Running LexFloatServer in Docker

Hello. We’re considering running the LexFloatServer program inside a docker image, as that fits best with how our services are deployed.

Is there any specific considerations or issues that would result from this?

In addition, where does it store persistent data? I couldn’t find that information in the documentation.


One may feel tempted to run LexFloatServer in a Docker container as it simplifies deployment when using Docker Compose or Kubernetes.

But for licensing to work properly, LexFloatServer itself needs to be node-locked to a machine, otherwise your customers can activate multiple LexFloatServer instances using a single license. When you run any app (in this case LexFloatServer) on a VM or in a container you actually risk LexFloatServer being run on multiple instances as VMs can be perfectly cloned and containers don’t give enough host access to generate a quality fingerprint and no fingerprint at all if the container is running inside a VM.

Hence, it is important to run LexFloatServer on the actual host machine for max security to prevent piracy.

Hello, adnan-kamili, thanks for your answer.

I understand your concern, but this is a pretty strong requirement for us at the moment.
We might change that, or we might find the extra risk acceptable for our use case.
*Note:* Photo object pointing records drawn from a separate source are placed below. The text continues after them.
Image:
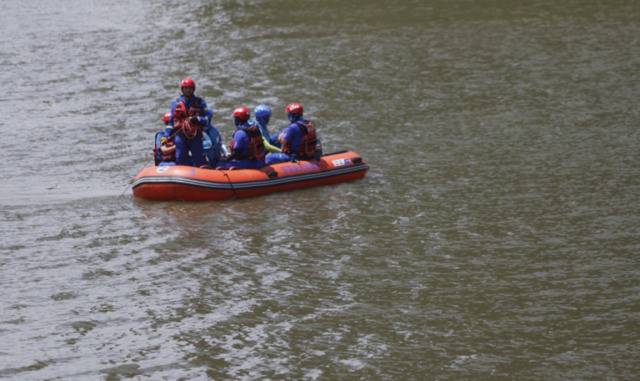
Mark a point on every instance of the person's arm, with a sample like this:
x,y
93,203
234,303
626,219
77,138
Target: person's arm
x,y
204,119
269,147
168,131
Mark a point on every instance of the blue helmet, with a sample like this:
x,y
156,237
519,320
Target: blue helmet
x,y
262,111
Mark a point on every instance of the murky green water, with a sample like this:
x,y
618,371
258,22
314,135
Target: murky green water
x,y
495,236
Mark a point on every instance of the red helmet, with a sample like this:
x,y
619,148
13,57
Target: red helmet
x,y
180,111
294,108
188,82
242,113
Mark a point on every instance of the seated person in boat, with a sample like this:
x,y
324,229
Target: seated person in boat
x,y
212,143
186,128
263,115
298,140
164,151
246,147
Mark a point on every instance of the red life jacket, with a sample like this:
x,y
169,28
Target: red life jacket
x,y
256,150
308,143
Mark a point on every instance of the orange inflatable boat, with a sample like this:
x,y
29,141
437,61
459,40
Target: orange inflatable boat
x,y
197,184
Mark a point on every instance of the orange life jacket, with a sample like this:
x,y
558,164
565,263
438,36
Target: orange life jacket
x,y
308,143
182,119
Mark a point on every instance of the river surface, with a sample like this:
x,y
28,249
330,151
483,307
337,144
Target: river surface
x,y
495,237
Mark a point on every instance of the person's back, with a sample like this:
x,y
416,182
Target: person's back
x,y
298,140
246,147
186,128
263,115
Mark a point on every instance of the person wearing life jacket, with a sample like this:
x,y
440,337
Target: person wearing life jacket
x,y
263,115
186,129
246,147
299,140
212,144
164,150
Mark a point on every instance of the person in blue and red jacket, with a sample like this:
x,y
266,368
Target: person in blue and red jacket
x,y
246,147
298,140
164,151
189,117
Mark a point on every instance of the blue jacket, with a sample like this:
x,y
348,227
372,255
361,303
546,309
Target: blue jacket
x,y
242,139
205,120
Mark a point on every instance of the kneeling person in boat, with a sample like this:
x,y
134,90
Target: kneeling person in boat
x,y
263,115
186,130
164,151
298,140
246,146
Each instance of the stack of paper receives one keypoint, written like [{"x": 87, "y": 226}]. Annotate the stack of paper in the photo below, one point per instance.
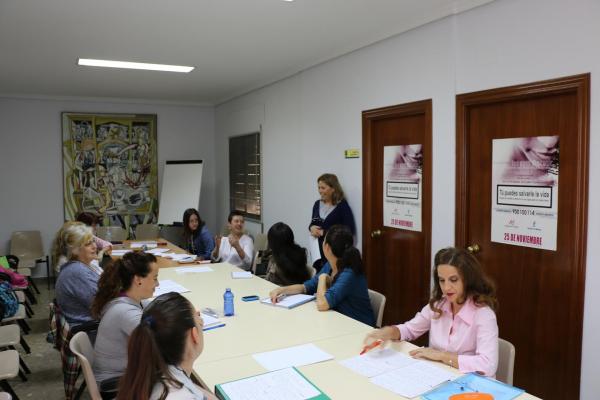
[
  {"x": 286, "y": 384},
  {"x": 399, "y": 373},
  {"x": 290, "y": 301},
  {"x": 190, "y": 270},
  {"x": 211, "y": 322},
  {"x": 168, "y": 286},
  {"x": 241, "y": 274},
  {"x": 296, "y": 356}
]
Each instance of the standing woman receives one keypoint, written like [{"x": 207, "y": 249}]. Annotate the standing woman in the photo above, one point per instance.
[
  {"x": 341, "y": 284},
  {"x": 122, "y": 287},
  {"x": 162, "y": 351},
  {"x": 331, "y": 209},
  {"x": 460, "y": 317},
  {"x": 77, "y": 282},
  {"x": 198, "y": 239},
  {"x": 287, "y": 264}
]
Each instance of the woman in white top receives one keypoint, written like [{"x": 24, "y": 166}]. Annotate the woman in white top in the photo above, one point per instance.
[
  {"x": 237, "y": 248},
  {"x": 162, "y": 351}
]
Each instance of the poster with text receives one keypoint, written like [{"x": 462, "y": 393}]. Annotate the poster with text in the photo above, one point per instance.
[
  {"x": 402, "y": 186},
  {"x": 525, "y": 191}
]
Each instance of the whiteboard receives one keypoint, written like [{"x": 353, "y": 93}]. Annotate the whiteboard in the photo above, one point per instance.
[{"x": 180, "y": 190}]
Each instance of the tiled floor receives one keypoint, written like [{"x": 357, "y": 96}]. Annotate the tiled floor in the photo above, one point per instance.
[{"x": 45, "y": 380}]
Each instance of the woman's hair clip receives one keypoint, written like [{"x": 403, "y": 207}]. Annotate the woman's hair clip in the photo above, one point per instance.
[{"x": 149, "y": 320}]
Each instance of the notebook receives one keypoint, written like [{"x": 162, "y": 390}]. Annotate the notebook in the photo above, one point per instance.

What we’re looking for is practical information both on running the software in a docker container, and how much effort it would be to clone it. I assume that the server generates an unique id on startup that would also need to be cloned, so it wouldn’t just be to do a new install and then existing license key/ response would work on that?
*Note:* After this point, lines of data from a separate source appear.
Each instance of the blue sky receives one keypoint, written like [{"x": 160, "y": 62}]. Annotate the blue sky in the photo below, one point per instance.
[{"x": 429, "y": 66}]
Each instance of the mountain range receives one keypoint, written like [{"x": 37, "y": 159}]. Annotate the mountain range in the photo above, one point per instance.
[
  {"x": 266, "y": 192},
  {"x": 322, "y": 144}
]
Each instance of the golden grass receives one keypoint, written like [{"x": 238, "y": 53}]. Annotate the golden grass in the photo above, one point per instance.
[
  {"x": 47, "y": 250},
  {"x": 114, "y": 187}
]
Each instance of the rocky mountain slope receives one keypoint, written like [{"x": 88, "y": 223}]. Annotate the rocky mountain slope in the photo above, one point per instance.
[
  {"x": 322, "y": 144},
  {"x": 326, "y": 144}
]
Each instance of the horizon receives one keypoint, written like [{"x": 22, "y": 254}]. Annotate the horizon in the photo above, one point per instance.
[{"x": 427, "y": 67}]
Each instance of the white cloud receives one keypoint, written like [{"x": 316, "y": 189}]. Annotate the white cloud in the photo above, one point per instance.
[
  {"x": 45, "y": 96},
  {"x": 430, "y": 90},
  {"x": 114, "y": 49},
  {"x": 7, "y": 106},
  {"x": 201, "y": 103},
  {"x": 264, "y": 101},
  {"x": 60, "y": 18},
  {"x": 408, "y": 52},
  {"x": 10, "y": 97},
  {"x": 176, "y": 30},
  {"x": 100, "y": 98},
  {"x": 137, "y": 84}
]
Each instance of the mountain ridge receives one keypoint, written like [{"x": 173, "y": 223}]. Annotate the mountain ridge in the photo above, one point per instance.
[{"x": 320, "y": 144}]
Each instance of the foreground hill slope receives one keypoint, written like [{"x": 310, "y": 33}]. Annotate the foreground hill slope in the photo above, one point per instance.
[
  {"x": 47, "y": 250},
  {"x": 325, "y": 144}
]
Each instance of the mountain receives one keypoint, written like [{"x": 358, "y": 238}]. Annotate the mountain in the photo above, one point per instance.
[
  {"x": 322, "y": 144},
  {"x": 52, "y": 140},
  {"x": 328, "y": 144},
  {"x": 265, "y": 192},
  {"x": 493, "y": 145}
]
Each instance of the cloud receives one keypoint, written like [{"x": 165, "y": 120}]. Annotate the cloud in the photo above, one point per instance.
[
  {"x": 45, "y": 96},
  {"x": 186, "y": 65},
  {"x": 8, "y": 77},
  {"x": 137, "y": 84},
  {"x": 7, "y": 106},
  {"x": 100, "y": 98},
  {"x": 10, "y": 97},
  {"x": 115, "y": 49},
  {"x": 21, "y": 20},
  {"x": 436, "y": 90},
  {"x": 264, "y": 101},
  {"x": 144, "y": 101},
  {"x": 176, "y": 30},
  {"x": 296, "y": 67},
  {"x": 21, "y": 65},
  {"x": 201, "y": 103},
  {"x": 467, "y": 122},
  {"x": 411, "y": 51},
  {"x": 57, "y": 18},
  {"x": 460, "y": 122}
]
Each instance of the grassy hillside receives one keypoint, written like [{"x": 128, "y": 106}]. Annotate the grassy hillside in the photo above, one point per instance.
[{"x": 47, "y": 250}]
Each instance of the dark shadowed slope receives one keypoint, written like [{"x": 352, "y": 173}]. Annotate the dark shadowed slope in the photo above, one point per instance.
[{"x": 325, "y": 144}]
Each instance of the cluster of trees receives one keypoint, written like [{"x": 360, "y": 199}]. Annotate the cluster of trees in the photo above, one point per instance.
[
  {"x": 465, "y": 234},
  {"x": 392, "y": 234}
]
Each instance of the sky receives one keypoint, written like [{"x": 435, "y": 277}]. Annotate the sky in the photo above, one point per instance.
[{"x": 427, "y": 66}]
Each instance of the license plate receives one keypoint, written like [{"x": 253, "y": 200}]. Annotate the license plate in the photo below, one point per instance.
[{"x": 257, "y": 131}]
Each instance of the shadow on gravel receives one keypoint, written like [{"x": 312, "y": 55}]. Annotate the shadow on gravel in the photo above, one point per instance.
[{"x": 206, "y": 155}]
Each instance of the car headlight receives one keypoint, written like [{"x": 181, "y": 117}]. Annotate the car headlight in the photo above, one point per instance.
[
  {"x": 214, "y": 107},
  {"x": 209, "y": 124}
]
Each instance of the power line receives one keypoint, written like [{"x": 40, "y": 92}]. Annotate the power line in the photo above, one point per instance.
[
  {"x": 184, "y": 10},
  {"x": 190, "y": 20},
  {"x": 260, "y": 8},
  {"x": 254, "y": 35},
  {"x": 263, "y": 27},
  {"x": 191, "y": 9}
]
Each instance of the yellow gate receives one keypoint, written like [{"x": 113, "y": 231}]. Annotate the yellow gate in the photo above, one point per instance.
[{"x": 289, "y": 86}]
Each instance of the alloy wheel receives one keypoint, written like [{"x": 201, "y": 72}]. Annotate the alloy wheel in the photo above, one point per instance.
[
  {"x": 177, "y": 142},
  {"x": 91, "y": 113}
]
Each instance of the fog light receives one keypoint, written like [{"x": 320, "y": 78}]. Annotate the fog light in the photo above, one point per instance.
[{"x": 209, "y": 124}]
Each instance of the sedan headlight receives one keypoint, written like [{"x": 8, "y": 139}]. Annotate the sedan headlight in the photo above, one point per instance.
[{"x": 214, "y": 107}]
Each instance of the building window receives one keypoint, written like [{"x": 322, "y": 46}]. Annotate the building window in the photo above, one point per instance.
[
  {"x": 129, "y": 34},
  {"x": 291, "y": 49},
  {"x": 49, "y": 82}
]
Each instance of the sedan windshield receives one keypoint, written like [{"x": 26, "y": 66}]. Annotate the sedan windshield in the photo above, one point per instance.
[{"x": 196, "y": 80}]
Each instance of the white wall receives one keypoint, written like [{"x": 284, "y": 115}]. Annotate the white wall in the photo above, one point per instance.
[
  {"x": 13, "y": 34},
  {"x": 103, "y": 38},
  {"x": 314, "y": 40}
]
Edit: Also, would it be some files or devices that could be mapped in to the container that would increase the complexity of cloning it?

Suppose you create an on-premise floating license which allows one activation and say 100 floating clients.
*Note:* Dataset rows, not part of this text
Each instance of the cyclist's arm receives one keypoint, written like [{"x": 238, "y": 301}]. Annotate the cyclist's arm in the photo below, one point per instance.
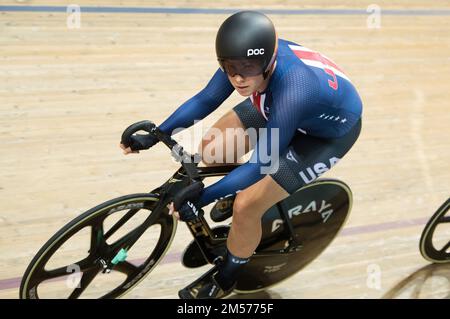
[
  {"x": 299, "y": 90},
  {"x": 198, "y": 107}
]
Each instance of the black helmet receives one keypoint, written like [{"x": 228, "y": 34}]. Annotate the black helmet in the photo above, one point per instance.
[{"x": 247, "y": 35}]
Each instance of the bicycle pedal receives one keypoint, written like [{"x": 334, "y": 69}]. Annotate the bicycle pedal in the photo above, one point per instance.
[
  {"x": 192, "y": 256},
  {"x": 191, "y": 290}
]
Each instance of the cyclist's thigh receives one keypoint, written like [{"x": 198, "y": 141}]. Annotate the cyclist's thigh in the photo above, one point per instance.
[
  {"x": 308, "y": 157},
  {"x": 226, "y": 141}
]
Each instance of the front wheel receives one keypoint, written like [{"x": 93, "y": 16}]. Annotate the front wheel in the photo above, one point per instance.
[
  {"x": 71, "y": 264},
  {"x": 430, "y": 245}
]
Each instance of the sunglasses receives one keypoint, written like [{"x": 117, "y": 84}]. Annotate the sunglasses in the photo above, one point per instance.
[{"x": 243, "y": 67}]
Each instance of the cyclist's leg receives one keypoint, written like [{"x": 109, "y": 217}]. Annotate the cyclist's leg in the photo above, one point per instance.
[
  {"x": 305, "y": 160},
  {"x": 229, "y": 131}
]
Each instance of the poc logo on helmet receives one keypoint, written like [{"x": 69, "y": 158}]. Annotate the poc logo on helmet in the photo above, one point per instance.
[{"x": 251, "y": 52}]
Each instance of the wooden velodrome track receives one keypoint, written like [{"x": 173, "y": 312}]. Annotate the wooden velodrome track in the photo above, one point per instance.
[{"x": 67, "y": 94}]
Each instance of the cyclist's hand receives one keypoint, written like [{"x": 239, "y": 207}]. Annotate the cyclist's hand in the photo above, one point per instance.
[
  {"x": 139, "y": 142},
  {"x": 127, "y": 150}
]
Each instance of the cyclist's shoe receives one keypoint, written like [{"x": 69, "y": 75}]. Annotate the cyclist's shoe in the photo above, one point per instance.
[
  {"x": 206, "y": 287},
  {"x": 223, "y": 209}
]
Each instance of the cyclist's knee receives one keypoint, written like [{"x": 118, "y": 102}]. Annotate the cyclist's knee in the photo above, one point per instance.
[
  {"x": 242, "y": 209},
  {"x": 211, "y": 151}
]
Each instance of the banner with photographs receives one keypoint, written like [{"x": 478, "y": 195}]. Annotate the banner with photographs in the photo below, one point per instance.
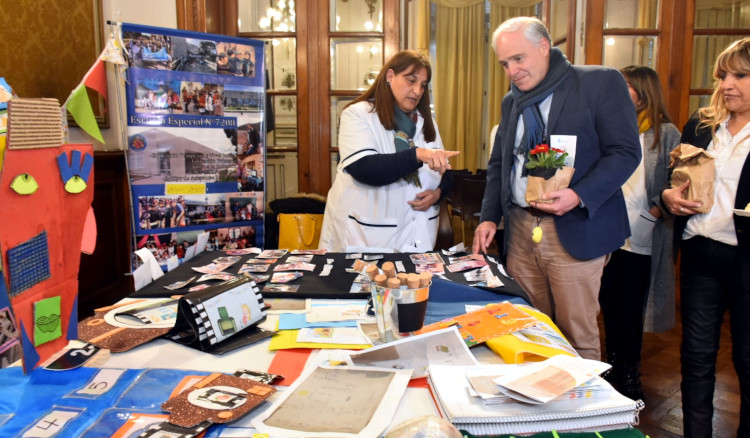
[{"x": 196, "y": 139}]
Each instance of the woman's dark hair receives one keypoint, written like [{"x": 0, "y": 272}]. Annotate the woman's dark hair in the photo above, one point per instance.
[
  {"x": 645, "y": 82},
  {"x": 379, "y": 93}
]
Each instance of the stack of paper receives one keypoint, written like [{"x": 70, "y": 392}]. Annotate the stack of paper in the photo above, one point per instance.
[{"x": 598, "y": 408}]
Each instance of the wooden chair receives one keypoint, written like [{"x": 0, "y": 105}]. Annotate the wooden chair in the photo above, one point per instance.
[
  {"x": 467, "y": 199},
  {"x": 445, "y": 227}
]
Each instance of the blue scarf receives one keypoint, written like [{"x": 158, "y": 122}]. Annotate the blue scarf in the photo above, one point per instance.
[
  {"x": 528, "y": 103},
  {"x": 406, "y": 127}
]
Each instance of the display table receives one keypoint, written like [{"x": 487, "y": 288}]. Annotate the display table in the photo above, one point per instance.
[{"x": 447, "y": 298}]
Your customer activates the LexFloatServer on machine 1 at port 8080. Now if your customer tries running another LexFloatServer instance on the same machine at a different port to server 100 more floating clients, then LexFloatServer will detect this using multi-process detection and will prevent this. But if you run LexFloatServer inside Docker, your customer can spin up as many LexFloatServer instances as they want inside a container on the same machine at different ports and license as many floating clients as they want.